The result is shown below:

Default network visualization

All the nodes are the same color. Perhaps we'd like to see the grants colored differently from the people and so on. This is easily done. The plot() function can use vertex attributes to control display. For example:

 plot(net,vertex.col="type")

The result is shown below:

Vertices colored by type. Departments are black. The root is blue

Finally, the code below assigns colors to vertices using the R palette functions (a rainbow palette). The plot displays the size of each node based on the value of the vertex attribute amt. So the root node will be biggest. A formula is used to scale the node sizes based on the log of grant dollars – so 1 million dollars has size "6", a one thousand dollar grant has size "3", and so on.

 #
 #  generate a plot of departments, people and grants
 #

 palette(rev(rainbow(6)))
 plot(net,vertex.col="type",
   vertex.cex=0.25*(1+floor(log10(1+get.vertex.attribute(net,"amt")))))

The result is shown below:

Vertices by Type and Amt. Larger vertices represent more grant dollars. Note some very small "people" vertices – these have no associated grants and therefore no grant dollars.

R and statnet provide many more options for displaying graphs and networks. If you are not familiar with R, you will want to review the help system regarding the plot function and the par (graphical parameters) function.

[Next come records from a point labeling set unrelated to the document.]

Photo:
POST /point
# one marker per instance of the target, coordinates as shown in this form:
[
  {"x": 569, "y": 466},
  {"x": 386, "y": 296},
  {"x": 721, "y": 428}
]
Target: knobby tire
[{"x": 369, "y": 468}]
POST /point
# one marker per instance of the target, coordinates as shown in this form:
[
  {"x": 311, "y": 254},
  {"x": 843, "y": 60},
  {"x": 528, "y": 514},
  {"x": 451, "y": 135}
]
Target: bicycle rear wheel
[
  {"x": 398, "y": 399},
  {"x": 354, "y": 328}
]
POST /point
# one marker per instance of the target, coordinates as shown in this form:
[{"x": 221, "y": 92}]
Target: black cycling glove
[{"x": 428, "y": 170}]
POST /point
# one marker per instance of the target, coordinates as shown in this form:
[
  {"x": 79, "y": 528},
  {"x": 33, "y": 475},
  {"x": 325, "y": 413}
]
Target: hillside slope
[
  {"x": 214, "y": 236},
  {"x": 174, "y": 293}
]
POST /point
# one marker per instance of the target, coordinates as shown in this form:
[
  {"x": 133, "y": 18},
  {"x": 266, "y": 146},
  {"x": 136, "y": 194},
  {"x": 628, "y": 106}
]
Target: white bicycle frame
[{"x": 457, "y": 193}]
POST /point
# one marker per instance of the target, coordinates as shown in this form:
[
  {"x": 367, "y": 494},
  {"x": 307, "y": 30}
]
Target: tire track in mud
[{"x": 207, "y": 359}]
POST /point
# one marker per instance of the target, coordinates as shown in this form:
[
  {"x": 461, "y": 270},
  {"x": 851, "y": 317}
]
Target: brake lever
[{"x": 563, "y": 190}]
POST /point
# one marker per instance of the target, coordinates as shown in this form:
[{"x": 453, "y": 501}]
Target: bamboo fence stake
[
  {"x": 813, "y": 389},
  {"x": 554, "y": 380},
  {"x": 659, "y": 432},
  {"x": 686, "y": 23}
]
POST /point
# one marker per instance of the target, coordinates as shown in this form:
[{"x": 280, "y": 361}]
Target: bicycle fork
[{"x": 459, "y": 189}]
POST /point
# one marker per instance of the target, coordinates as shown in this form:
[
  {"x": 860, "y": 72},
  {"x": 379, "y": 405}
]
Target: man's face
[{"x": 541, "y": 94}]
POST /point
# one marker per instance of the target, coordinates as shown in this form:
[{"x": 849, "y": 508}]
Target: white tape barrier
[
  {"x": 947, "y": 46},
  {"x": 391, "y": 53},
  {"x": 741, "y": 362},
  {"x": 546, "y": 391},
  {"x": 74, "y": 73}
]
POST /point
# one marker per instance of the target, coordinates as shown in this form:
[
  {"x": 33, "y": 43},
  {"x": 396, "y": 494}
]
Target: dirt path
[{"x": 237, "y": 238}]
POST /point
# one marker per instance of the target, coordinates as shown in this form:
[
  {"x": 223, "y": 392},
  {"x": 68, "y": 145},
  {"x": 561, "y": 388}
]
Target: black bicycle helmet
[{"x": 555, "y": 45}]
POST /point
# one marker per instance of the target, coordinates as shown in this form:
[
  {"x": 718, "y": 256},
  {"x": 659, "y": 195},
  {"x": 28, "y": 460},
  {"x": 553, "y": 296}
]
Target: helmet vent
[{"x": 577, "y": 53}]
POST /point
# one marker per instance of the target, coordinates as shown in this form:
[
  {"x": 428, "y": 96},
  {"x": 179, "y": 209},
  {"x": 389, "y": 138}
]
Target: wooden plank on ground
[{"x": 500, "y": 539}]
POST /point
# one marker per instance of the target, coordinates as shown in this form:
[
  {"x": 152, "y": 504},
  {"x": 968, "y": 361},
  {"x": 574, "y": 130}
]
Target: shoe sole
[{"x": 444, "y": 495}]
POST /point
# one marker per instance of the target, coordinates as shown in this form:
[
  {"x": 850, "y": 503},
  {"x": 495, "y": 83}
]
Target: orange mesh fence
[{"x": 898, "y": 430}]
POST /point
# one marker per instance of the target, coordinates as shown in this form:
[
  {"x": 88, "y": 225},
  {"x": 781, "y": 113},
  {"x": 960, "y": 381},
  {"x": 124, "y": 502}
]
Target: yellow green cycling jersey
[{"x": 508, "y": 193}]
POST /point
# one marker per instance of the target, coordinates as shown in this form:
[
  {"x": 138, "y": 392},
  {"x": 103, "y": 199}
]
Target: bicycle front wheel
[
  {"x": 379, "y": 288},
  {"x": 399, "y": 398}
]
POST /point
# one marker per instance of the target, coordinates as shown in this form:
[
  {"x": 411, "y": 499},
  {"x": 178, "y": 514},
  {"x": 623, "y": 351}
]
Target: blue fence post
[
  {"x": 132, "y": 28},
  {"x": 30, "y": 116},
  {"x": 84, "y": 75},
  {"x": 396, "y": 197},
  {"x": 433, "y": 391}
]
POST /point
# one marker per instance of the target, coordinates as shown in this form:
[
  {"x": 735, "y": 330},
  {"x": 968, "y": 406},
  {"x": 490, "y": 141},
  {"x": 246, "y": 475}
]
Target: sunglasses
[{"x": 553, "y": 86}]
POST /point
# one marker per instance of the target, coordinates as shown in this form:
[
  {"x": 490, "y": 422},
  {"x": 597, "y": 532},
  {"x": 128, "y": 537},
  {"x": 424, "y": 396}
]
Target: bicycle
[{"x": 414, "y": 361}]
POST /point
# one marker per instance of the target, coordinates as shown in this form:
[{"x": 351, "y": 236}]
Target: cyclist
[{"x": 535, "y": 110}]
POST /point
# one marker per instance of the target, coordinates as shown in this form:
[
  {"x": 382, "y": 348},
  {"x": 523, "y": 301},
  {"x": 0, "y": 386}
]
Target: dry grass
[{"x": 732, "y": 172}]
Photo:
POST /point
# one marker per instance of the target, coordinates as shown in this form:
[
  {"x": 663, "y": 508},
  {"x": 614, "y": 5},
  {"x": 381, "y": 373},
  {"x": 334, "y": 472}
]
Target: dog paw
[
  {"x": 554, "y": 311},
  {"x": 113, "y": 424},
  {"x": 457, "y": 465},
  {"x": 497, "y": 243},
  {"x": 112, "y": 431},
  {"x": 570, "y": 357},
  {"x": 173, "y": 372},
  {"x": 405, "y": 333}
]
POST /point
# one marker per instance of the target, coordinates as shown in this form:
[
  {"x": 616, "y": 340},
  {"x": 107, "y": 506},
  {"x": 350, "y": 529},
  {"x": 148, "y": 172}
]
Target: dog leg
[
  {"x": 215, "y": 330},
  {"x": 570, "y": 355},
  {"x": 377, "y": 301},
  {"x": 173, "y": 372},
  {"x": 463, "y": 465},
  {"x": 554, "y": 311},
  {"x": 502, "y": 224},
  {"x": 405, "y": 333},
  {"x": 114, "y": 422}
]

It is straightforward to display labels, control the presentation of edges, use different shapes for vertices and much more.

Summary

The code provided here is for idea generation. What attributes would be good to show on such a plot? What other plots can be made? How would we display publications? Or multi-level organizational structure?

In subsequent work, we will use live VIVO data rather than simulated data in the examples here.